Memory test – Joe
SUMMARY: Delivers the goods and then some.
“Through fine-tuning of the resistor network on the PCB we have been able to achieve the highest possible speed beyond 400 MHz while maintaining the capability for low latency operation.”
Sounds like a challenge! OK, let’s see how fast these can run.
I used the UXD RST Pro2 Memory Tester. RST Pro2 is a stand-alone PCI card that only requires RAM, CPU and video on the motherboard – it is OS independent, self booting and runs 30 different memory tests to determine the point of failure. This is an updated version that I used in the first tests of this RAM – this supersedes the earlier report.

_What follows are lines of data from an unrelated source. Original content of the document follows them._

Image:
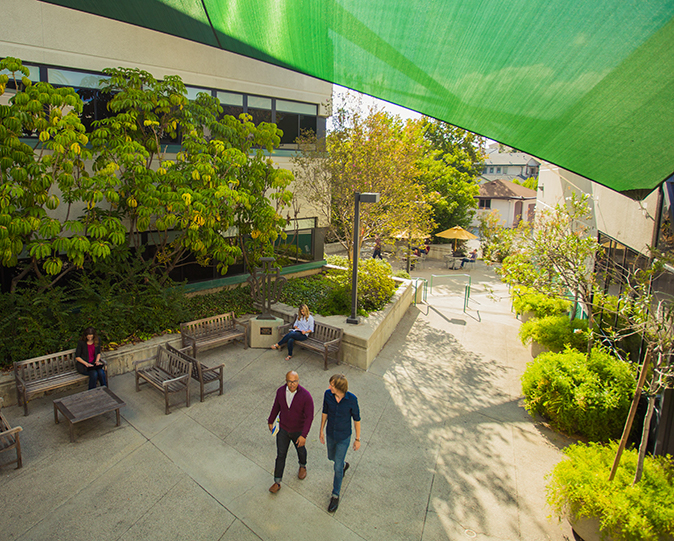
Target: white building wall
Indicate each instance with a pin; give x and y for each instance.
(630, 222)
(42, 33)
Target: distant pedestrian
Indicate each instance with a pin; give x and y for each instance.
(295, 407)
(339, 407)
(377, 248)
(472, 257)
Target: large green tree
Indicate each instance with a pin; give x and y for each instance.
(451, 168)
(37, 179)
(371, 151)
(219, 179)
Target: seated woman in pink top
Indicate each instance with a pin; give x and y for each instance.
(302, 328)
(88, 357)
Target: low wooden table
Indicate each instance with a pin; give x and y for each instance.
(86, 405)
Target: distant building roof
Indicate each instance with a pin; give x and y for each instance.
(504, 189)
(494, 157)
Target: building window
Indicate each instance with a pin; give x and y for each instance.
(259, 108)
(293, 117)
(232, 104)
(87, 86)
(193, 92)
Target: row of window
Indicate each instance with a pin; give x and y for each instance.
(290, 116)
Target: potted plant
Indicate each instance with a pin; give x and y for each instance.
(589, 397)
(529, 304)
(579, 490)
(554, 333)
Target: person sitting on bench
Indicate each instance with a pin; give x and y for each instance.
(471, 259)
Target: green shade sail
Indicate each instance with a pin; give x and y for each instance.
(587, 85)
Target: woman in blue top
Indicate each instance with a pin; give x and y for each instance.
(302, 328)
(339, 408)
(88, 358)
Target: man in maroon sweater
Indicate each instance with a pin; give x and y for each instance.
(296, 408)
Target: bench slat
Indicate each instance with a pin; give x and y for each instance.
(169, 374)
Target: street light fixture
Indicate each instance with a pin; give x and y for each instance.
(358, 198)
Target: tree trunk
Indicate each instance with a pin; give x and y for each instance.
(644, 440)
(630, 417)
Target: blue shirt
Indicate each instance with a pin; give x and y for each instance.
(340, 414)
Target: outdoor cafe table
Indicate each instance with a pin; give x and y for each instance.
(86, 405)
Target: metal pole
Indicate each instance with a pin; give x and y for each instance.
(353, 319)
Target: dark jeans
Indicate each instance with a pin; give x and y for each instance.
(290, 338)
(96, 374)
(283, 439)
(337, 453)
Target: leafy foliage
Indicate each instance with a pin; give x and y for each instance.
(330, 293)
(351, 161)
(36, 181)
(644, 511)
(556, 332)
(541, 305)
(449, 172)
(580, 395)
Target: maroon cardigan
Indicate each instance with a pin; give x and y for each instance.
(300, 415)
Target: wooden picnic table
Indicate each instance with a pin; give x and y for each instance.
(86, 405)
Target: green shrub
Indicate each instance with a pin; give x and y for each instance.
(540, 304)
(580, 396)
(556, 332)
(579, 487)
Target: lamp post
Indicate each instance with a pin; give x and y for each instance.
(358, 198)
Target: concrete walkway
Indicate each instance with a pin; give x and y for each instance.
(448, 451)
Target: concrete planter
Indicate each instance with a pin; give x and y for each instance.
(360, 345)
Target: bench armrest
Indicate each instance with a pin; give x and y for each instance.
(19, 380)
(331, 342)
(212, 368)
(149, 360)
(168, 382)
(11, 431)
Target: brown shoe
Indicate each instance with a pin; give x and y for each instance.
(275, 488)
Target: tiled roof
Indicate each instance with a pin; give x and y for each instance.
(504, 189)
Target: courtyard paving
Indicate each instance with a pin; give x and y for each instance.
(448, 451)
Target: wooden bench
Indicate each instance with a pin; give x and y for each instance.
(9, 439)
(202, 373)
(325, 340)
(46, 373)
(213, 330)
(166, 372)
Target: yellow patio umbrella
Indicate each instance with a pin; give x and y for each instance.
(457, 233)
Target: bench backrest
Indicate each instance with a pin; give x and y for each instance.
(196, 365)
(44, 367)
(209, 325)
(170, 363)
(326, 333)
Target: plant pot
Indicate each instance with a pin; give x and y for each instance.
(587, 529)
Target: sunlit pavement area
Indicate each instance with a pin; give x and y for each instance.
(448, 451)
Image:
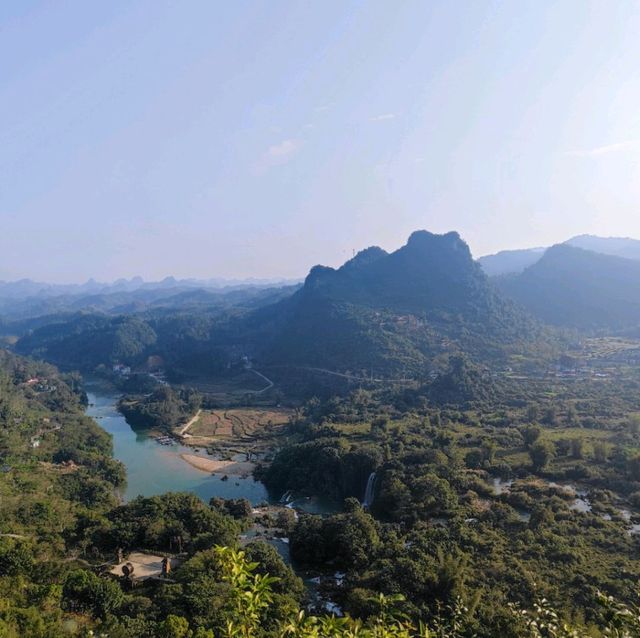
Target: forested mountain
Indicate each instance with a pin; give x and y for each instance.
(510, 261)
(580, 289)
(113, 300)
(391, 314)
(379, 314)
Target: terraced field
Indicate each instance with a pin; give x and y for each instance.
(238, 423)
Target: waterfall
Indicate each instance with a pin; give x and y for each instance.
(368, 493)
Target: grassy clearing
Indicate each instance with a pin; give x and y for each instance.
(238, 422)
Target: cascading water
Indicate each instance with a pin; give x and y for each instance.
(368, 493)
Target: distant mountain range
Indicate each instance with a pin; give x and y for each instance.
(515, 261)
(577, 288)
(394, 313)
(27, 299)
(381, 314)
(26, 288)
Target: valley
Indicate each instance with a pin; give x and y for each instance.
(396, 415)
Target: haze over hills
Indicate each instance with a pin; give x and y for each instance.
(515, 261)
(380, 313)
(27, 299)
(579, 288)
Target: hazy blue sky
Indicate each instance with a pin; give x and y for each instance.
(211, 138)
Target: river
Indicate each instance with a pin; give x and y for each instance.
(153, 468)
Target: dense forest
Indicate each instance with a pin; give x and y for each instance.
(483, 469)
(517, 561)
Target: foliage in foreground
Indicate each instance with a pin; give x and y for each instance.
(252, 594)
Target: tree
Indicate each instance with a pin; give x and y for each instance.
(577, 448)
(531, 434)
(541, 453)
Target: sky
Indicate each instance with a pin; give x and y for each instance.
(259, 138)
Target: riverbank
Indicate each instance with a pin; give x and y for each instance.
(213, 466)
(154, 469)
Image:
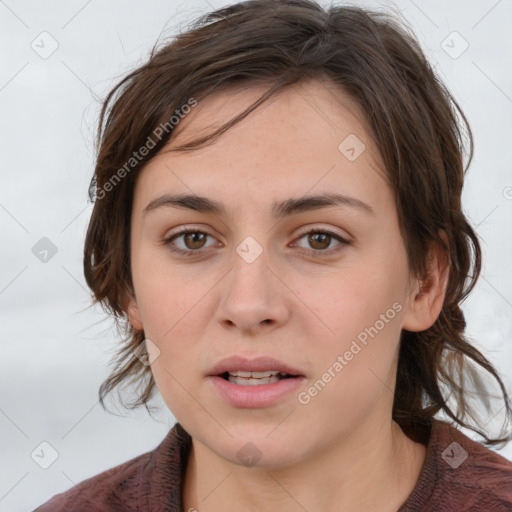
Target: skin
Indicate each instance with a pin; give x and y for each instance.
(340, 451)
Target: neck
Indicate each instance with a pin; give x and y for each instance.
(375, 468)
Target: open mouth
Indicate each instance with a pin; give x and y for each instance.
(242, 378)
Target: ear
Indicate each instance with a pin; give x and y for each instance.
(132, 310)
(427, 296)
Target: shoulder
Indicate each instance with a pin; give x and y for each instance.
(476, 475)
(466, 475)
(151, 481)
(113, 489)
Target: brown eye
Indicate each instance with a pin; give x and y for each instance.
(319, 241)
(191, 241)
(194, 240)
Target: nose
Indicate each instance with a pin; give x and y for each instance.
(253, 297)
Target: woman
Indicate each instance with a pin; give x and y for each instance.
(278, 221)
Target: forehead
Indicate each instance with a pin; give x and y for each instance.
(297, 142)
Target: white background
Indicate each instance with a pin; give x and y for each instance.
(55, 351)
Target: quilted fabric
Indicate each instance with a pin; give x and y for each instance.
(459, 475)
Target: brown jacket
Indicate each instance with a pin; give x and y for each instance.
(459, 475)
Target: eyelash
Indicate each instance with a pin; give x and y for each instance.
(313, 253)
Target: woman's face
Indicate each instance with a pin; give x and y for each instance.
(267, 276)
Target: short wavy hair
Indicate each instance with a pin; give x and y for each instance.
(416, 124)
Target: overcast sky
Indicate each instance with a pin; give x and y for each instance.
(57, 57)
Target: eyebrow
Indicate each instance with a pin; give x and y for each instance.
(279, 209)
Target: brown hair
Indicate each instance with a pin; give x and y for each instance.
(412, 117)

In running this test, I used an ABIT NF7-S motherboard, detuning the CPU so that it would not be a factor in testing. The only items populating the motherboard were the RAM, CPU, videocard, floppy and RST Pro PCI card – not much of anything to get in the way. I ran two sticks of 512 simultaneously to test how well they interacted.
Each test loop takes about two hours; if a failure was detected, I stopped the test and ran another series until it passed 5 test loops – about 10 hours for each “Pass”. I ran the bulk of these tests at 2.8v, which is the maximum recommended by Mushkin.
Memory Timing @ Voltage
6 2 2 2.0 @ 2.8v
5 x 131
7 3 3 3.0 @ 2.8v
5 x 140
11 2 2 2.0 @ 2.8v
5 x 131
6 2 2 2.0 @ 2.6v
5 x 122
At Mushkin’s spec memory settings, I found it stable up to 436 MHz at 2.8 volts – 9% over the spec 400 MHz. The RAM would post above that but with increasing errors as speeds went up. It’s possible that some may be able to post and run benchmarks with minor errors. Dropping voltage to 2.6v (the lowest on this mobo) significantly impacted stability – 406 MHz at 2.6v compared to 436 MHz at 2.8v. I suspect going over 2.8v will add a few more MHz, but IMHO not worth it.
Relaxing timings to 7 3 3 3.0 bumped the speed to 467 MHz – a 16.8% increase, although relaxed timings such as this will negatively impact on-screen performance. In addition, I tested using 11 2 2 2.0 (some have found nForce motherboards to perform better at these settings) and found the RAM to run no better than at 6 2 2 2.0.
While I can’t attest that this DDR attains the “…highest possible speed beyond 400 MHz…” compared to some other DDR, Mushkin’s PC3200 DDR 222 LII V2 does the job nicely at spec memory settings (6 2 2 2.0) at 2.8 volts and can be pushed further with detuned memory settings.